Triangl is the biggest swimsuit e-tailer you’ve never heard of.
This story first appeared in the July 15, 2015 issue of WWD. Subscribe Today.
The direct-to-consumer brand, founded in 2013 by Craig Ellis and Erin Deering, is aiming at more than $60 million in sales this year. Neoprene bandeau, triangle and balconette silhouettes retail from $79 to $89 and come in saturated, color-block styles with net or crochet detailing. Triangl has amassed 2.6 million followers on Instagram, and counts social media influencers like Kayla Itsines, the Australian fitness phenom with a cult Instagram following of 3.2 million, as a fan. The brand even caused a stir on social media last month when consumers voiced that Victoria’s Secret’s new suits bore a striking resemblance to Triangl’s signature styles. Stars including Beyoncé, Kendall Jenner, Miley Cyrus, Shay Mitchell and Chanel Iman have all Instagrammed themselves wearing the suits.

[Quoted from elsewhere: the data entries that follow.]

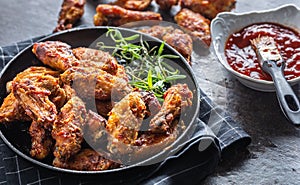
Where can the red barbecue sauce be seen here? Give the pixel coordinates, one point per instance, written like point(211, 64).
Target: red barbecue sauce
point(242, 58)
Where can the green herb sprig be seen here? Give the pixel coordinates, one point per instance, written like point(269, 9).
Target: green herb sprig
point(145, 66)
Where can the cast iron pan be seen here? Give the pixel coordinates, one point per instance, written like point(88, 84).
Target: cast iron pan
point(16, 136)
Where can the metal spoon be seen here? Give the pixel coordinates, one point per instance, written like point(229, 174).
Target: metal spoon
point(272, 63)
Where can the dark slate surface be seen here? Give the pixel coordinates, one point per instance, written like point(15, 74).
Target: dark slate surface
point(274, 155)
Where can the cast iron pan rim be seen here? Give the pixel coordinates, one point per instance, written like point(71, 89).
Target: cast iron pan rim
point(192, 121)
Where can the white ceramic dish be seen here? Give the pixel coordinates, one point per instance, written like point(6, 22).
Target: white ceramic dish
point(227, 23)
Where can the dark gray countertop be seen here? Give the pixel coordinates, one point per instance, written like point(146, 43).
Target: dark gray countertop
point(274, 155)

“The logic was to get started as quickly and with as small a budget as possible, get feedback and refine product,” Ellis said. “We did a really small production run [in nylon and spandex] — we did OK, but not amazing. Then we switched to Neoprene. The response to that was really good.”

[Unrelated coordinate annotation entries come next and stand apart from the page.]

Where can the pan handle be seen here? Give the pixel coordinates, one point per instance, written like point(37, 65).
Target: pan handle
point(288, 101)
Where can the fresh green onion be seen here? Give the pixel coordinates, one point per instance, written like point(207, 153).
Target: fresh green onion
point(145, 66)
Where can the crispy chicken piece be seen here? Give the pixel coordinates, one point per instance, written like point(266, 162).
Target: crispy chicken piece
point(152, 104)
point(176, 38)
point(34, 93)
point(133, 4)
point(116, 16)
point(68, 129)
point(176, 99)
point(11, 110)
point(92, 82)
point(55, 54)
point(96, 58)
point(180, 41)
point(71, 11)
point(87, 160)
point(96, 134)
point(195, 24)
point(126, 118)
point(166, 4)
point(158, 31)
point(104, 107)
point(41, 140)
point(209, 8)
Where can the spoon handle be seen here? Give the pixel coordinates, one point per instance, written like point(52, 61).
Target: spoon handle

So good that the company is on track to more than double the $25 million it did in sales last year.
Ellis said he and Deering, who are now engaged, were “flat broke” at the end of 2012, after relocating from their native Australia to Hong Kong for a design job that didn’t pan out. (They’ve since relocated to Monaco.) They borrowed $20,000 from friends to start a line of swimsuits, specifically bikinis retailing under $100, because Deering couldn’t find one she liked at that price.
They paid back the loan several months after launch and haven’t needed to raise further capital. Helped by the accessible pricing and social media splash, Triangl is on pace to sell more than a million bikinis by year’s end.

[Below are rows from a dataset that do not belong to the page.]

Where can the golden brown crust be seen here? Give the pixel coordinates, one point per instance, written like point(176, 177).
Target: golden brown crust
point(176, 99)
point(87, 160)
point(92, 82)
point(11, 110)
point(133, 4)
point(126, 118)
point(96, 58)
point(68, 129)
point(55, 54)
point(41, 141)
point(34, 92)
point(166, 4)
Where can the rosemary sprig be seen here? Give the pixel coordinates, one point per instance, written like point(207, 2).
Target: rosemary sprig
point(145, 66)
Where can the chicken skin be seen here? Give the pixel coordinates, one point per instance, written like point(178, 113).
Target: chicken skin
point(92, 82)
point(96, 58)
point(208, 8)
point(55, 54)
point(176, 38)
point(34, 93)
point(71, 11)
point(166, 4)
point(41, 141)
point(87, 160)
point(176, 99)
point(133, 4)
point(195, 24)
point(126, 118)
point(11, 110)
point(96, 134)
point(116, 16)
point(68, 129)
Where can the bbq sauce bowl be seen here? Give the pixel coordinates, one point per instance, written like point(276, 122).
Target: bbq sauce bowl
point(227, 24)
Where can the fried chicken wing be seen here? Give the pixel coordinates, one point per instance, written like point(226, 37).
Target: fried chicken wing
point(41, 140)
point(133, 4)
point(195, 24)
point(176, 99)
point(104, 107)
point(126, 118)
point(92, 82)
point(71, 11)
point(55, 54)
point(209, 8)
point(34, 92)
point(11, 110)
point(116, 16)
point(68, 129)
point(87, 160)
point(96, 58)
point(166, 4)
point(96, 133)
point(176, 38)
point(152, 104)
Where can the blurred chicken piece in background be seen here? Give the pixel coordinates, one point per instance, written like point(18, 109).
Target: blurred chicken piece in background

The suits are sold online only at Triangl.com, and Ellis has no plans for physical stores or wholesale. The e-commerce model has allowed Triangl to thrive, and after setting up a supply chain in Hong Kong, lead time on production is now just seven days.
“Retail is not on our radar; we have a lot more potential to grow online before physical stores,” Ellis said. “Just given the complexity [of bricks-andmortar] – it’s a completely different business model and we would have to bring on partners. We love how quick we can be to market.”